It comes as US military and intelligence officials believe Russia is set to run a major nuclear weapons exercise in the coming weeks as a warning to Nato not to intervene in the event of Putin invading Ukraine, the Financial Times reported.
General Mark Milley, chair of the joint chiefs, and Avril Haines, director of national intelligence, said on Thursday that Putin was planning to begin the exercises in mid-February, according to a Congressional aide.
Russia usually holds its annual nuclear exercises in the autumn but the US believes Putin has decided to hold them earlier this year as a show of strength.
Meanwhile, NATO has warned that Russia is massing nuclear-capable missiles along with 30,000 troops in Belarus.
Jens Stoltenberg, NATO general secretary, said earlier this week that Russia has already deployed thousands of troops including Spetsnaz special forces, along with Iskander missiles that can be tipped with nukes, fighter jets, and S-400 anti-aircraft systems.

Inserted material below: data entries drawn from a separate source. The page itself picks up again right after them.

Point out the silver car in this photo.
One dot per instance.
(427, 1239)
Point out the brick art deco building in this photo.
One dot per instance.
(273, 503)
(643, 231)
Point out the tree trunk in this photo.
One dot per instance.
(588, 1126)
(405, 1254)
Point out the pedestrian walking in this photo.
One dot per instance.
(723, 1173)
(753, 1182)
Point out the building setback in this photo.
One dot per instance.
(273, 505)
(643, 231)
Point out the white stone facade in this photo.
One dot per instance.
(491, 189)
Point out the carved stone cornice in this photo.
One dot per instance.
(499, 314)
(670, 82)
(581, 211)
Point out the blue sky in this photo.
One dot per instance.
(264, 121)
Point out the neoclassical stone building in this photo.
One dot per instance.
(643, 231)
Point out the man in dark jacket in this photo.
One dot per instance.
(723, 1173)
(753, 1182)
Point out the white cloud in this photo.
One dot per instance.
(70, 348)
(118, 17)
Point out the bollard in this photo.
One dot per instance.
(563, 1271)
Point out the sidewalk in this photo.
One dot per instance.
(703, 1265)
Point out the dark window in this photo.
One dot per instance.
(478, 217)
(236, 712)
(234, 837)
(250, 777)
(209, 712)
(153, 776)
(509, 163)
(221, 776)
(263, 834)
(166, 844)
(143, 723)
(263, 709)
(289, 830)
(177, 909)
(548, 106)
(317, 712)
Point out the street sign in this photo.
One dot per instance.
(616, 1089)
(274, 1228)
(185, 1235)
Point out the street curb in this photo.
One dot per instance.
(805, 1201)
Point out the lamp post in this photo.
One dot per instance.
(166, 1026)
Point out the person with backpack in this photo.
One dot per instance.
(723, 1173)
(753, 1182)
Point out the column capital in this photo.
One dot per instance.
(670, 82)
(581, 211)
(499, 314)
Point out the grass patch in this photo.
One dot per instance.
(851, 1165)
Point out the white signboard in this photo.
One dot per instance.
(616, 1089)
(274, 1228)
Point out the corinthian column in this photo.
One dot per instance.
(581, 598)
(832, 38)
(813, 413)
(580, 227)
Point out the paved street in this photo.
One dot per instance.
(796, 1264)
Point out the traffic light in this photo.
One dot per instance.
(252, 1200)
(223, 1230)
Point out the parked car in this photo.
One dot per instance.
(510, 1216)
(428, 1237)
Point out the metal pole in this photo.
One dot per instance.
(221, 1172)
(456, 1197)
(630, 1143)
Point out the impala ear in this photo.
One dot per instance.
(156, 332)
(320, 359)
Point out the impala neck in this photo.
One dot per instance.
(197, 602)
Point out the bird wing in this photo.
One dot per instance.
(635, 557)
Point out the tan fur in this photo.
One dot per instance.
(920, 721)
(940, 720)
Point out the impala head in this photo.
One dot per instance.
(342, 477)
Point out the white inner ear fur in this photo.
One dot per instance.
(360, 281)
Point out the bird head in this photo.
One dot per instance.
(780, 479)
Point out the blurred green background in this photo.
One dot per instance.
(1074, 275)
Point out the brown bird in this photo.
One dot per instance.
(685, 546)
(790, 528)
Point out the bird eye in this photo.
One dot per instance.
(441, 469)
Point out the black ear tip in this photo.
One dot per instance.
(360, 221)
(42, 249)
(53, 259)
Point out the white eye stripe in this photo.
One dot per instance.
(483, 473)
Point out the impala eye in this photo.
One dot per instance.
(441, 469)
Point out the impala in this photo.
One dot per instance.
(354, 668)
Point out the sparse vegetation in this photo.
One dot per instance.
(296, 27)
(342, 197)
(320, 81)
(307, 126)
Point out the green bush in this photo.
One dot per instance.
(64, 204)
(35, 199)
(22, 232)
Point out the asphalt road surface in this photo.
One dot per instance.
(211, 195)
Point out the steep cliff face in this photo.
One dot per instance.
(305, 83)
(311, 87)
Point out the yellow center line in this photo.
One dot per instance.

As war fears mounted, Ukrainian authorities launched a series of drills for civilians to prepare for a possible Russian invasion
In recent months, Russia has conducted a series of joint drills with Belarus and repeatedly sent its nuclear-capable long-range bombers to patrol the skies over its neighbour, which borders Nato members Poland, Lithuania and Latvia. (Above, a Russian soldier taking part in a military exercise on Saturday)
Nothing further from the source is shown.